In 1980 his script for “The Survivor”, shot in Australia with Robert Powell. Jenny Agutter and Joseph Cotten, directed by David Hemmings, won the best script award at the Sitges International Film Festival.
Also in Australia, in 1982, his script “A Dangerous Summer” was shot starring James Mason and Tom Skerritt.
In 1987, Ambrose directed his own script for “Comeback”, produced in the UK by Yorkshire Television, starring Anton Rodgers and Stephen Dillane.

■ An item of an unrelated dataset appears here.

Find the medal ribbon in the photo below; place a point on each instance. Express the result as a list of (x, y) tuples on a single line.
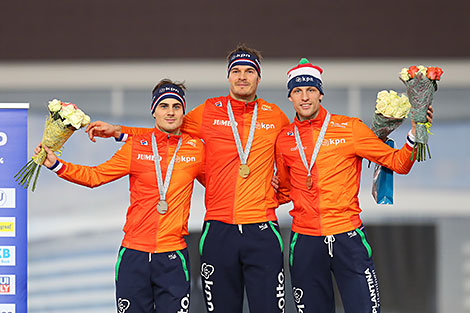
[(243, 154), (317, 144), (163, 187)]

The film was nominated for the Prix Italia.
In 1989, Amborse was invited to France to script a six-hour, two-part film telling the story of “The French Revolution”. Directed by Robert Enrico and Richard Heffron, with an international cast including Peter Ustinov, Klaus-Maria Brandauer, Sam Neill, Claudia Cardinale, Christopher Lee and Jane Seymour, it was one of the biggest projects ever mounted in Europe.

Later career

Ambrose published his first novel, “The Man Who Turned Into Himself” in 1993. This was followed by five others, described as "Hitchcock meets Hawking", over the next ten years, along with a collection of short stories “Hollywood Lies”.
In 1990, his play Abra-Cadaver was produced at the Theatre Royal, Windsor, starring Frank Langella.
In 1991, his play Restoration Comedy was produced in Oxford.
In 2016, his play“Act 3… was produced at the Laguna Beach Theatre in California starring Rita Rudner and Charles Shaughnessy.
In November 2019, Zuleika Publishing published his memoir A Fate Worse Than Hollywood.

Novels

  • The Man Who Turned Into Himself, Jonathan Cape, 1993 ; reissued by MacMillan in 2008
  • Mother of God, Macmillan, 1995 ; Simon & Schuster, 1996
  • Superstition, Macmillan, 1997 ; Warner Books, 1998
  • The Discrete Charm of Charlie Monk, Macmillan, 2000
  • Coincidence, Macmillan, 2001 ; Warner Books, 2002
  • A Memory of Demons, Macmillan, 2003 ; Pocket Books, 2004
  • Twisted, Simon & Schuster, 2013 ; Simon & Schuster, 2013

    Short stories

  • Hollywood Lies, Macmillan, 1996 ; Pan, 1998; Reprinted Pocket Books, 2008

    Autobiography

  • A Fate Worse Than Hollywood, , 2019

    Filmography

Films

  • Year of the Gun – screenplay
  • La Révolution française – screenplay
  • Taffin – screenplay
  • D.A.R.Y.L. – screenplay
  • Blackout – screenplay
  • Amityville 3-D – screenplay
  • The Final Countdown – story, screenplay
  • The Survivor – screenplay
  • A Dangerous Summer – screenplay
  • A Man Called Intrepid – screenplay
  • The Fifth Musketeer – screenplay

    TV specials

  • Alternative 3 – original screenplay

    TV feature-length films

  • Remembrance – screenplay
  • Fall From Grace – screenplay
  • Comeback – screenplay/director
  • Disaster on the Coastliner – screenplay

    TV series

  • Justice – chief writer, two series
  • Hadleigh – chief writer, two series
  • Colditz – episodes
  • Public Eye – episodes
  • Oil Strike North – episodes
  • Orson Welles Great Mysteries – episodes

    TV drama (UK)

  • Nanny's Boy – writer
  • A Variety of Passion – writer
  • Goose with Pepper – writer
  • Love Me to Death – writer
  • Reckoning Day – writer
  • When the Music Stops – writer
  • The Professional – writer
  • The Undoing – writer
  • The Innocent Ceremony – writer
  • Public Face – writer

    Stage plays

  • Siege Cambridge Theatre, London, with Alastair Sim, Stanley Holloway and Michael Bryant
  • Abra-Cadaver, UK, with Frank Langella
  • Restoration Comedy, Oxford
  • Act 3, Laguna Beach Theatre, California, with Rita Rudner and Charles Shaughnessy.